It's a 450k file. It contains a dictionary for a decoder utility.

Thanks Jim. I'll take a look at that - though I'm more likely to write a stack to solve them than I am to do it myself.

I have not yet found any "puzzle" that is more challenging or stimulating that programming.







scroll beyond here only if you want to read solving techniques  ....








In Puzzle #4, assuming you've hit the "Auto" button (or worked through yourself to the point where all single-valued squares have been used to eliminate their peers), you are left with a number of possibilities.

Look at squares 8,7 and 8,9. They both contain only two possibilities 1 and 6. And they are both in the same column. One of them must contain one of the two values, and the other must contain the other value.

Therefore no other square in column 8 can contain either 1 or 6.

This allows us to (deterministically - no guessing) eliminate "6" from the set of possible values for square 8,2 - leaving only a single value of 8. Fill that in and you're done.

There is another such "common pair" in squares 9,2 and 9,3 - which allows you to eliminate the value 5 from 9,7 - but there are still multiple values left.

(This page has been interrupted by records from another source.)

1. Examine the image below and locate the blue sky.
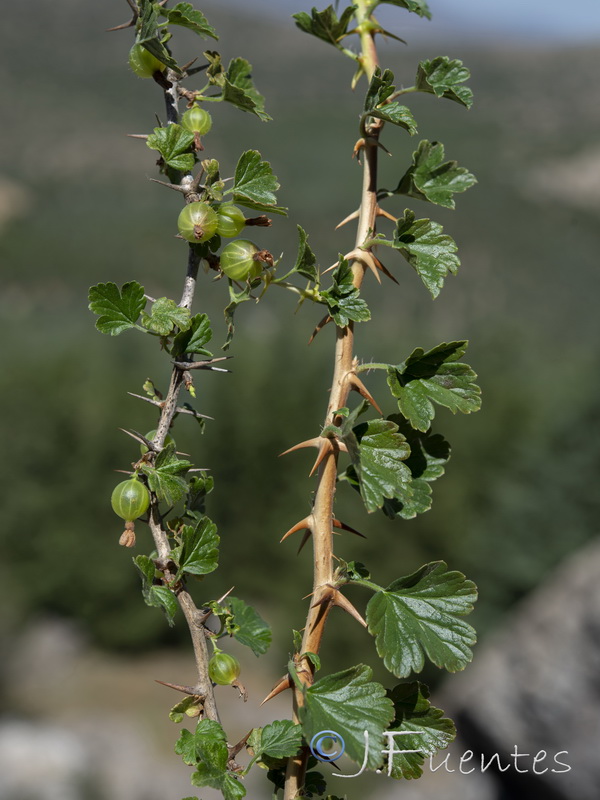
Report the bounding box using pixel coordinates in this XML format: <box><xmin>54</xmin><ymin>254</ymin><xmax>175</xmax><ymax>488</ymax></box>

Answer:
<box><xmin>240</xmin><ymin>0</ymin><xmax>600</xmax><ymax>44</ymax></box>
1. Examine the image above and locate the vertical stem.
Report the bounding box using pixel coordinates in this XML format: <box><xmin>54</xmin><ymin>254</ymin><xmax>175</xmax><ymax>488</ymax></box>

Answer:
<box><xmin>284</xmin><ymin>0</ymin><xmax>382</xmax><ymax>800</ymax></box>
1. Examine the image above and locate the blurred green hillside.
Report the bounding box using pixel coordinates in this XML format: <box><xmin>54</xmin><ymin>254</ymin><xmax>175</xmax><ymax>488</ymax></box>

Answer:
<box><xmin>0</xmin><ymin>0</ymin><xmax>600</xmax><ymax>680</ymax></box>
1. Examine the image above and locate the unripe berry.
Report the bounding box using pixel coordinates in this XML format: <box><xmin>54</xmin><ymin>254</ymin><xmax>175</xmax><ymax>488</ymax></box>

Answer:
<box><xmin>177</xmin><ymin>202</ymin><xmax>218</xmax><ymax>244</ymax></box>
<box><xmin>208</xmin><ymin>652</ymin><xmax>241</xmax><ymax>686</ymax></box>
<box><xmin>219</xmin><ymin>239</ymin><xmax>262</xmax><ymax>281</ymax></box>
<box><xmin>110</xmin><ymin>478</ymin><xmax>150</xmax><ymax>522</ymax></box>
<box><xmin>129</xmin><ymin>44</ymin><xmax>166</xmax><ymax>78</ymax></box>
<box><xmin>181</xmin><ymin>106</ymin><xmax>212</xmax><ymax>136</ymax></box>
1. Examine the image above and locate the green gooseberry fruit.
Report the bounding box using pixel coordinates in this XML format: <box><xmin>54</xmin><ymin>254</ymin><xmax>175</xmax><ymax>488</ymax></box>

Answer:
<box><xmin>140</xmin><ymin>428</ymin><xmax>175</xmax><ymax>455</ymax></box>
<box><xmin>208</xmin><ymin>651</ymin><xmax>241</xmax><ymax>686</ymax></box>
<box><xmin>129</xmin><ymin>44</ymin><xmax>166</xmax><ymax>78</ymax></box>
<box><xmin>181</xmin><ymin>106</ymin><xmax>212</xmax><ymax>136</ymax></box>
<box><xmin>177</xmin><ymin>202</ymin><xmax>219</xmax><ymax>244</ymax></box>
<box><xmin>219</xmin><ymin>239</ymin><xmax>262</xmax><ymax>281</ymax></box>
<box><xmin>110</xmin><ymin>478</ymin><xmax>150</xmax><ymax>522</ymax></box>
<box><xmin>217</xmin><ymin>203</ymin><xmax>246</xmax><ymax>239</ymax></box>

However - this allows yet another technique. The bottom right square now has only two places were the 5 can go - 7,7 and 7,9; since they are both in col 7, we know that the 5 in col 7 is in one or other of those places - i.e. it is in the lower, right 3x3 square. Therefore, it can be eliminated from 7,2 - leaving only 6 or 8 to go there.

That is now a common pair 7,2 and 8,2 have either 6 or 8. So eliminate the 8 from 6,2 leaving only 5 to go there, and you make a substantial step forward. Although you're not yet done, it's straight forward from then on.